One would think a mathematician might understand the difference
between a hypothesis and a theory and the process by which one the
becomes the other.
You seem to be confused about time scales. There is a
fundamental difference between predicting the next few years and
predicting the next few centuries.
No I understand. You seem not to. We were in a an interglacial warm
period before any anthropogenic CO2 existed. It's due to end soon,
may already be in the process.
Different atmosphere, different biosphere, different geography,
different solar output.
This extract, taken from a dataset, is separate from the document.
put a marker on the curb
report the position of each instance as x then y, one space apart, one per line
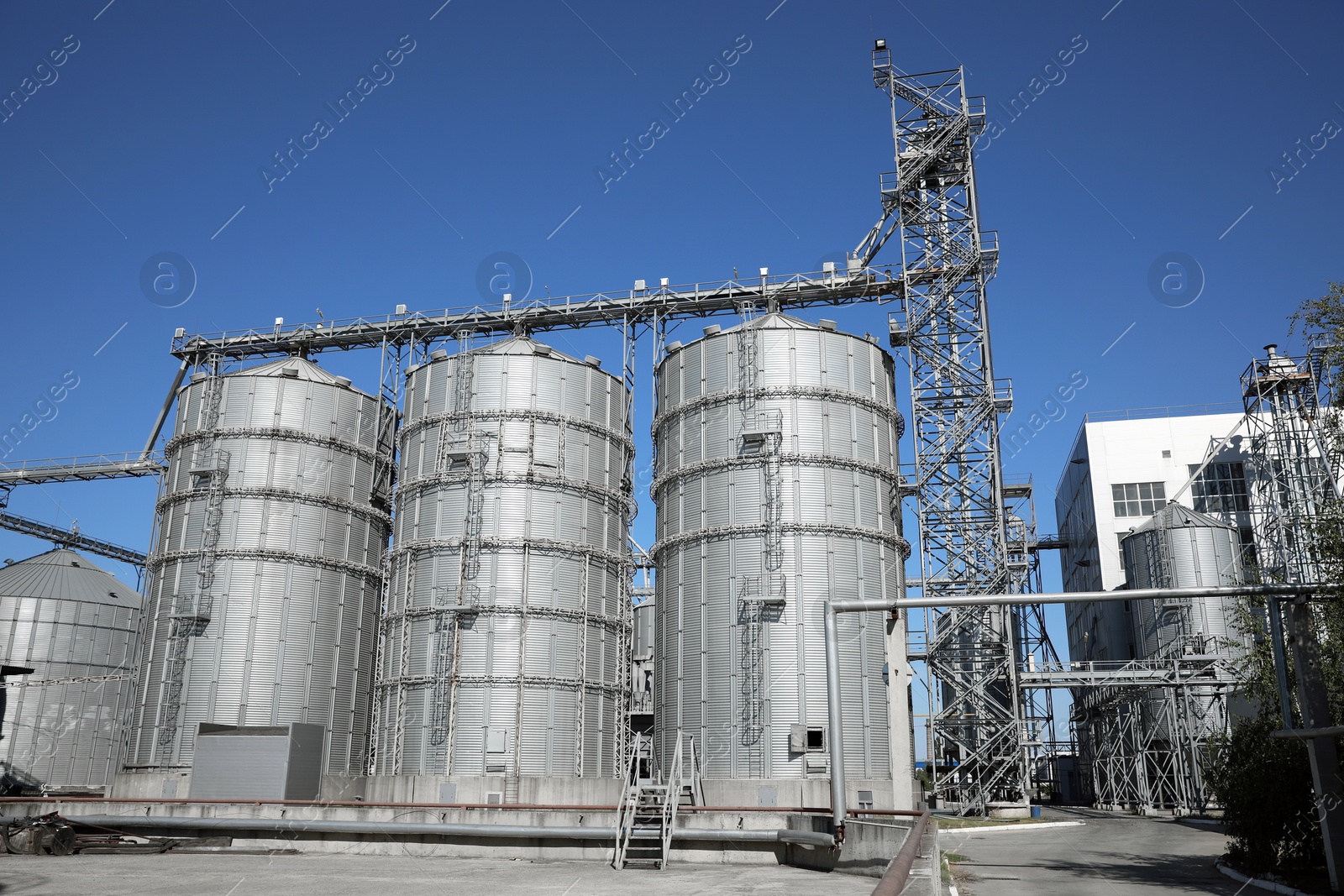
1037 826
1254 882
Apples and oranges, my friend.
A simple "I have no clue" would have been the honest answer.
You could also explain with the increases in CO2 how temps have
been droppinh in the past few years.
You will answer: It's complicated. I will answer, then you must
admit two things. AGW models have been proved not to be predictive,
and you admit you don't understand the theory.
Except when they predict warming.. despite the models don't
work.
Warmist 'science' works just like Disney economics. Cobble up a
model that sort of matches past data but predicts what you want it
to. That's why they are both so confused and never work.
My philsophy, such as it is, is utilitarian. I do what works,
and advocate that the government does what works. Sometimes this
means the government works better than the alternatives, sometimes
not, and sometimes a mixed system works best.
I'm a consequentialist. I want the greatest good for the greatest
number. I don't believe you are or you would actually study history
and the facts. The only things that government has ever
demonstrated ability to do better than the private sector are the
things that the private sector cannot or will not do.
Who is more free, the man with no government restrictions on
his actions but no resources to do much of anything but scrounge
for food, or the man with a few government restrictions on
self-destructive and outwardly harmful actions, but with the
resources to live, travel, learn, and work in a variety of
places?
False dichotomy and begs the question. These aren't the options. A
free man is free to achieve and the American experiment shows
that's what people want to be free, will go to great trouble to be
free and tend to succeed when they can. The history of planned
economies show the opposite.
The choice is much more simple. Shall people compete with each
other to provide the best, cheapest, most plentiful product or
service? Or shall people compete for government influence to gain
an unfair advantage?
We're tending to the latter, and we see the results in markets the
government 'manages' your answer is more of the same.
And you expect different results.
That is the price you pay to live in a civilized
society.
Wrong. A price is a voluntarily agreed upon exchange. It's not
voluntary so it's not a price. It's merely theft.
Any time any major media outlet allows anyone to devote an
appreciable amount of time to the libertarian viewpoint, that is a
success. I hope the show does well.
My only criticism of this article is a tiny style one: Try not to
hyperlink to tinyurl.com! Use the full link, if you can.
http://www.techcrunch.com/2009/04/06/are-url-shorteners-a-necessary-evil-or-just-evil/
I know I'll like whatever Mr. Stossel writes, but I'm sorry he's moving to Fox for one reason. He is easier to dismiss there by all the people who dismiss anything on Fox. On 20/20 he had the sheen of the mainstream, which made his point of view all the mroe startling. While John is not a conservative, the increasing polarization of the political spectrum has forced him to be classed with the conservatives, where most of the culture can pretend he doesn't exist.